Extended Data Fig. 4

NEK1 repeat distribution.

The frequency of STR alleles in ALS cases and controls are shown. A repeat length of 11 and longer was used as the optimal threshold for disease-associated genotype. The P-value was calculated by Firth logistic regression and FDR correction over all possible thresholds. Y-axis shows the allele frequency of repeat lengths. Repeat position on GRCh37, and repeat motif are shown.

Source data

Lastly, the fourth group contains seven remaining loci for which there was no direct link to a causal gene through coding variants or repeat expansions. Here, we investigated regulatory effects of the associated SNPs on target genes acting as either eQTL or mQTL. Single genes were prioritized by SMR using both mQTL and eQTL for rs2985994 (COG3; Supplementary Fig. 10), rs229243 (SCFD1; Supplementary Fig. 11) and rs517339 (ERGIC1; Supplementary Fig. 4). In other loci, both methods prioritized multiple genes, such as rs631312 (MOBP and RPSA; Supplementary Fig. 1) and rs10463311 (GPX3 and TNIP1; Supplementary Fig. 3). Aside from the prioritized genes, each of these loci harbored multiple genes that were not prioritized by any method and are therefore less likely to contribute to ALS risk. For two loci, no gene was prioritized with these approaches. Within the UNC13A locus (rs12608932; Supplementary Fig. 12), recent studies illustrate that the genome-wide significant SNPs act as splicing quantitative trait loci conditional on dysfunction of TAR DNA-binding protein (TDP)-43, resulting in inclusion of a cryptic exon in UNC13A[29,30]. Furthermore, we could not prioritize a specific gene in the HLA locus (rs9275477; Supplementary Fig. 5).

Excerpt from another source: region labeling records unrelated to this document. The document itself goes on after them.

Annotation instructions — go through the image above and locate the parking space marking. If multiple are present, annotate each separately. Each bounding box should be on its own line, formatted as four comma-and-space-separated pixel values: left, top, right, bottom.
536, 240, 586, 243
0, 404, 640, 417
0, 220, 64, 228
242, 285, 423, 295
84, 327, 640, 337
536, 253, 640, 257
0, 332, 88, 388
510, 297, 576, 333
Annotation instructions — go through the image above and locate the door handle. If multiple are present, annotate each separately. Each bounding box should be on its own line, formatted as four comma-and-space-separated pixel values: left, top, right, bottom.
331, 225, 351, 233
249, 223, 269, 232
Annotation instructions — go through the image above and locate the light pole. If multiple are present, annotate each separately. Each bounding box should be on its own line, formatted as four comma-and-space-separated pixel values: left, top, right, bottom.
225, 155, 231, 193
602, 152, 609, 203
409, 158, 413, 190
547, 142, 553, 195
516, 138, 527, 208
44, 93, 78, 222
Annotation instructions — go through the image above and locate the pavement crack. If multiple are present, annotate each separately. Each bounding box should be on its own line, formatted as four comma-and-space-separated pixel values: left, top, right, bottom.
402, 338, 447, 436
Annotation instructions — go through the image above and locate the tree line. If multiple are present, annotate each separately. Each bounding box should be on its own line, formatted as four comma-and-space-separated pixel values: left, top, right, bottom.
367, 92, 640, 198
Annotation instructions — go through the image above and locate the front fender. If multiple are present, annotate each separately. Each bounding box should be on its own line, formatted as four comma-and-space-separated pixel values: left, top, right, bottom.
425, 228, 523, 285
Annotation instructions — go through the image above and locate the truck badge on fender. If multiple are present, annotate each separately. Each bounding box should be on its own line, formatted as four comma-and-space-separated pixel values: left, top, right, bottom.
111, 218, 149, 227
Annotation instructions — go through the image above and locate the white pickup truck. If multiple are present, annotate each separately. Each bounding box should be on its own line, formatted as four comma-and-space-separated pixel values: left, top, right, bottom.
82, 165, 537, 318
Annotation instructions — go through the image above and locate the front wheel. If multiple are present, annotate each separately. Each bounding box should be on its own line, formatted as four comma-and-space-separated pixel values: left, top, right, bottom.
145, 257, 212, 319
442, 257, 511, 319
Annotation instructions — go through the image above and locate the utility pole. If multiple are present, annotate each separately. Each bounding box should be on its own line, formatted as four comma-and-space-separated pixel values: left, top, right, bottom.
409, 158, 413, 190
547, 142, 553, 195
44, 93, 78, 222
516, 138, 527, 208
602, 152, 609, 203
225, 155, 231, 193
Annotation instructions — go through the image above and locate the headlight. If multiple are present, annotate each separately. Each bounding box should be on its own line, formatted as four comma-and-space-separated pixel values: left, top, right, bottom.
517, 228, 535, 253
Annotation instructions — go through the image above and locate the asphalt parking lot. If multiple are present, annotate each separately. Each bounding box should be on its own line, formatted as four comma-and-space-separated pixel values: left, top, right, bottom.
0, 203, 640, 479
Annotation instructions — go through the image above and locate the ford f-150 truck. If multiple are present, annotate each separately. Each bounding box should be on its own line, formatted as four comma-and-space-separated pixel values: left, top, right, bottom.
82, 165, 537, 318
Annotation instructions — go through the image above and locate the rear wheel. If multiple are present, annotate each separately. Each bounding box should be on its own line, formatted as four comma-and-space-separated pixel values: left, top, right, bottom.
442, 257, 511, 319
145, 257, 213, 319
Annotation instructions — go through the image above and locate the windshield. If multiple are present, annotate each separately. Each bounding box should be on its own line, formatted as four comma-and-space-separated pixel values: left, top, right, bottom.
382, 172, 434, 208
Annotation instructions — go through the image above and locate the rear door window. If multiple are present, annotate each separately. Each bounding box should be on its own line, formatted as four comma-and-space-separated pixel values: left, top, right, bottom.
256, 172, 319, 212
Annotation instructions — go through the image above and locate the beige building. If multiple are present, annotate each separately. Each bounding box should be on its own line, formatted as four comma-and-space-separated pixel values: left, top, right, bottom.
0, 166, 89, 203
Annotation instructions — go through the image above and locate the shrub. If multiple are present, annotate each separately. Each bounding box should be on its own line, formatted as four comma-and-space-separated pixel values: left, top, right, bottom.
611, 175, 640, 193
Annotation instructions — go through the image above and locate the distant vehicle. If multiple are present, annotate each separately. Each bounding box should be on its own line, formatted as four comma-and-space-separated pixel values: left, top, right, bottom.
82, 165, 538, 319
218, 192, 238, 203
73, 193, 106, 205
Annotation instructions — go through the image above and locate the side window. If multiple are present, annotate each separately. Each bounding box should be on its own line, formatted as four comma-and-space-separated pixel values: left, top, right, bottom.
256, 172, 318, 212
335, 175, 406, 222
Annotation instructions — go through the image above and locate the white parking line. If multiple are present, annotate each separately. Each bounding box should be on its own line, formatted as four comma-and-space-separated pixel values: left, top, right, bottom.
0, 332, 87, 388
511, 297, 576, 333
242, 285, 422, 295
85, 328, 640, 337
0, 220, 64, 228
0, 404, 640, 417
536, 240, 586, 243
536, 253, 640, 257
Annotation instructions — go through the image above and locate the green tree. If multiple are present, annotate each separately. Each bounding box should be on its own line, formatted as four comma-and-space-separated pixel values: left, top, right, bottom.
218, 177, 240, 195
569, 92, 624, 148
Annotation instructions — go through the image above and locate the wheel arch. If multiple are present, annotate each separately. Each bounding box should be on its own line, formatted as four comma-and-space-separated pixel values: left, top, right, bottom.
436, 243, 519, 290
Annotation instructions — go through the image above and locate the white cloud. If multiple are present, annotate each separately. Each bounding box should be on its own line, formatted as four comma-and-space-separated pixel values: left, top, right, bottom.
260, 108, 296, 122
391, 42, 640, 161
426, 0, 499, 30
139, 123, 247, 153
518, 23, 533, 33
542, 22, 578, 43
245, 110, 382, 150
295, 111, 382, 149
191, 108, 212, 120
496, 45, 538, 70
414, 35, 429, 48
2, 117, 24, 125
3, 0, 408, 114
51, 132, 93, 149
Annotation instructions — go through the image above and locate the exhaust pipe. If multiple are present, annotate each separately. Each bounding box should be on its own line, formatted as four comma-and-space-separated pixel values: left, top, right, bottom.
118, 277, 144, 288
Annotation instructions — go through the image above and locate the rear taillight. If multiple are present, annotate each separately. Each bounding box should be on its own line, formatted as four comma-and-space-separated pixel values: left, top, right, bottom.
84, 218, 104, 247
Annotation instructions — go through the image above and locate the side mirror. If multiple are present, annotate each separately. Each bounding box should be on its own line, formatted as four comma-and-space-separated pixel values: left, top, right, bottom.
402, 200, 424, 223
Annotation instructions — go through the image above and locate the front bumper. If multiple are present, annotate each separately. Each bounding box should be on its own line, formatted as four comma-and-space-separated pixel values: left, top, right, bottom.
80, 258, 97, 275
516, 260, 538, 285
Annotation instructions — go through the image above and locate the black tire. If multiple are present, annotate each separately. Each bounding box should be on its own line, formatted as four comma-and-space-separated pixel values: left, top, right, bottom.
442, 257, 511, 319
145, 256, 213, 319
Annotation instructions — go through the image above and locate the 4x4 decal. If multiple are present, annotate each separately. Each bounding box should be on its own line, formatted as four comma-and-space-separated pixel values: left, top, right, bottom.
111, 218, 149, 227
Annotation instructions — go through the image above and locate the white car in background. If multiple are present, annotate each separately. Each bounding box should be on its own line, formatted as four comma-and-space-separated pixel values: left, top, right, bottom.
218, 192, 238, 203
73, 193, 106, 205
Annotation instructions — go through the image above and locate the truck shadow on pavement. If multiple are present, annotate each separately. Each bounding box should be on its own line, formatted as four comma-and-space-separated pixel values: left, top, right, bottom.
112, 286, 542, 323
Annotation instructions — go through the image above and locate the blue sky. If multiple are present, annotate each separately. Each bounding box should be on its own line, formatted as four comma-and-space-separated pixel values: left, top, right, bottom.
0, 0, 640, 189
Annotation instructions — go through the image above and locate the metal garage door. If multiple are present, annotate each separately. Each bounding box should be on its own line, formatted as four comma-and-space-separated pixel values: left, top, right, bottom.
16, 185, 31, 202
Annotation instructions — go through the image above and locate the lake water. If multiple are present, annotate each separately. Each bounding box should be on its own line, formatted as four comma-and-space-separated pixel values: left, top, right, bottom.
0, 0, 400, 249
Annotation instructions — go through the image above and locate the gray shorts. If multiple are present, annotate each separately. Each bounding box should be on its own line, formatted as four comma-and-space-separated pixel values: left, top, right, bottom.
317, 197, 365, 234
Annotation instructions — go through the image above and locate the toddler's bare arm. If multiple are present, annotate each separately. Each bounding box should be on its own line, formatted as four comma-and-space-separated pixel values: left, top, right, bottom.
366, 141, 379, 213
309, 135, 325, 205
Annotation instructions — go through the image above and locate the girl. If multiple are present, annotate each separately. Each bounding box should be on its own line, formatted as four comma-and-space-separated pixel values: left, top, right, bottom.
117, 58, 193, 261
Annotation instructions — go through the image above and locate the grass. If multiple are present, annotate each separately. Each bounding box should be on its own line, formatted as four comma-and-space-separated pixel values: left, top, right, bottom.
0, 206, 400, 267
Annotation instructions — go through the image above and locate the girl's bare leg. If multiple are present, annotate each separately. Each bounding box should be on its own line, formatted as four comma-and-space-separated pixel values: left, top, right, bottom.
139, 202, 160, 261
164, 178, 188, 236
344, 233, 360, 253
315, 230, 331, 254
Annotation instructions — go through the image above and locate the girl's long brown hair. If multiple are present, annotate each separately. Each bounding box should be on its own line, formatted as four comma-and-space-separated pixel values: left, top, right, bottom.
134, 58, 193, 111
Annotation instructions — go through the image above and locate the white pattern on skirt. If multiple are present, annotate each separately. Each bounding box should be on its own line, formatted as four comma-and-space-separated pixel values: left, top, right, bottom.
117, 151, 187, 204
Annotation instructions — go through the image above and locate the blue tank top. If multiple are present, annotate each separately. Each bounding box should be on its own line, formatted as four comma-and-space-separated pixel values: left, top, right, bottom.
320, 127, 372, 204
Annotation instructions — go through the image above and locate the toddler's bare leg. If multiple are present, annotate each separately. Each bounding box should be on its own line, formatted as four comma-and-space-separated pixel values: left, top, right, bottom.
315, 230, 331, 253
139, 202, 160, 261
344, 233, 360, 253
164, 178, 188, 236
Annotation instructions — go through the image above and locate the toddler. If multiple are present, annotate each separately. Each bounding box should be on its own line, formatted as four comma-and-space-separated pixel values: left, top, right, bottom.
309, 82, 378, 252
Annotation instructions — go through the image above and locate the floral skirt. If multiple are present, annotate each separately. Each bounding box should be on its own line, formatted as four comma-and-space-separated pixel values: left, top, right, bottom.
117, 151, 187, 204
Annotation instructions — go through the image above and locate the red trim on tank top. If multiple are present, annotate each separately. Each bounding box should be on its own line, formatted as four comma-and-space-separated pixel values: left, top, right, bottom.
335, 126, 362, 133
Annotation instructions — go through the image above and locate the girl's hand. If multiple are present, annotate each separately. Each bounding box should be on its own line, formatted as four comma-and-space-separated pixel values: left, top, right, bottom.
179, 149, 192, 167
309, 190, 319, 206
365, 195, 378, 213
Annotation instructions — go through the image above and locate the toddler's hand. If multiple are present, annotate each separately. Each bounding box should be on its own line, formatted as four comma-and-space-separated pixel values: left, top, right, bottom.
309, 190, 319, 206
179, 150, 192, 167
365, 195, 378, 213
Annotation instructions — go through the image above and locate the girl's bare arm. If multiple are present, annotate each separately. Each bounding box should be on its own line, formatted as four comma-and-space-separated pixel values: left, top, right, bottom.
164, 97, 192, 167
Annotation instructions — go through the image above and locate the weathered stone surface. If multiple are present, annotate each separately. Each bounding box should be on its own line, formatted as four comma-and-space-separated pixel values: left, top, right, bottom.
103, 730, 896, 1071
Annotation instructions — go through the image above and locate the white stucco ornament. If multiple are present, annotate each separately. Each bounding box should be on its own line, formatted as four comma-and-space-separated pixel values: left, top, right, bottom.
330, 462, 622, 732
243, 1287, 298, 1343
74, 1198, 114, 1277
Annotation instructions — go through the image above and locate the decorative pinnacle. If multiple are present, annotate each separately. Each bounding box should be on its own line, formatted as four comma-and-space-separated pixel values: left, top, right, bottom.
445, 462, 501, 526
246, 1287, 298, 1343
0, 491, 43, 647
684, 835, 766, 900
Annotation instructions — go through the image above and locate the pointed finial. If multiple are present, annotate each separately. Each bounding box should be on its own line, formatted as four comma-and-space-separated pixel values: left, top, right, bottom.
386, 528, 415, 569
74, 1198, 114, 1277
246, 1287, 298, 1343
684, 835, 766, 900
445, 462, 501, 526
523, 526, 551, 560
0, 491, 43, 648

Genetic modifiers of ALS disease progression

We investigated whether genetic risk factors for ALS also act as disease modifiers that affect disease onset and progression. Genotypes for the 15 genome-wide significant SNPs, PRSs and the rare variant burden for SOD1, C9orf72 (repeat expansion status), TARDBP, FUS, NEK1, TBK1 and CFAP410 were obtained for all individuals with WGS for whom the complete core clinical data (sex, age at onset, site of onset, survival, time to censoring) were available (n = 6,095). Association analyses with survival and age at onset showed that common variants had a limited effect on survival (Fig. 2a) and age at onset (Fig. 2b) but confirmed the association between faster disease progression for the UNC13A risk allele (rs12608932, hazard ratio (HR) = 1.10, 95% confidence interval (CI) = 1.05–1.15, P = 1.2 × 10−4) and slower disease progression in patients with the SOD1 p.D90A mutation (rs80265967, HR = 0.35, 95% CI = 0.16–0.77, P = 8.4 × 10−4). This limited effect of common genetic risk factors for ALS susceptibility on disease progression was reflected in the PRS analyses in which we found no effect of the full-genome PRS on survival (HR = 1.02, 95% CI = 0.98–1.06, P = 0.28) or age at onset (b = 0.10, s.e. = 0.21, P = 0.64). Analyses of rare variants confirmed faster disease progression in patients with the C9orf72 repeat expansion (HR = 1.45, 95% CI = 1.28–1.65, P = 1.2 × 10−8) with an earlier age at onset (b = −2.62, s.e. = 0.77, P = 6.4 × 10−4).

Fig. 2

Genetic modifier analyses.

a, Cox proportional HRs for genome-wide significant SNPs (brown, n = 15), PRSs (red, n = 2) and rare variant burden in ALS-risk genes (pink, n = 7) on survival (months) tested in 6,095 patients with ALS. Estimated HRs are displayed with error bars corresponding to 95% CIs. Higher HRs correspond to shorter survival times. b, Effect estimates from a linear regression model of age at onset (years) in 6,095 patients with ALS. Lower effect estimates correspond to a younger age at onset. Effect estimates from linear regression are displayed with error bars corresponding to 95% CIs. The risk-increasing allele for ALS corresponds to the effect allele for both survival and age-at-onset analyses.

Source data

Genetic modifier analyses.

Locus-specific sharing of risk loci between ALS and neurodegenerative diseases

To investigate the pleiotropic properties of ALS-associated variants and shared genetic risk with other brain diseases, we estimated genetic correlations between neurodegenerative diseases, psychiatric traits, cerebrovascular diseases and multiple sclerosis (Extended Data Fig. 5). This showed strong genetic correlations among neurodegenerative diseases. Bivariate LDSC confirmed a statistically significant genetic correlation between ALS and PSP (rg = 0.44, s.e. = 0.11, P = 1.0 × 10−4) as previously reported[20] and also revealed a significant genetic correlation between ALS and AD (rg = 0.31, s.e. = 0.12, P = 9.6 × 10−3) as well as between ALS and PD (rg = 0.16, s.e. = 0.061, P = 0.011; Fig. 3a). The point estimate for the genetic correlation between ALS and FTD was high (rg = 0.59, s.e. = 0.41, P = 0.15) but not statistically significant due to the limited size of the FTD GWAS (3,526 cases and 9,402 controls). Thus, power to detect a genetic correlation between ALS and FTD using LDSC was limited.

Extended Data Fig. 5

Genetic correlations between brain diseases.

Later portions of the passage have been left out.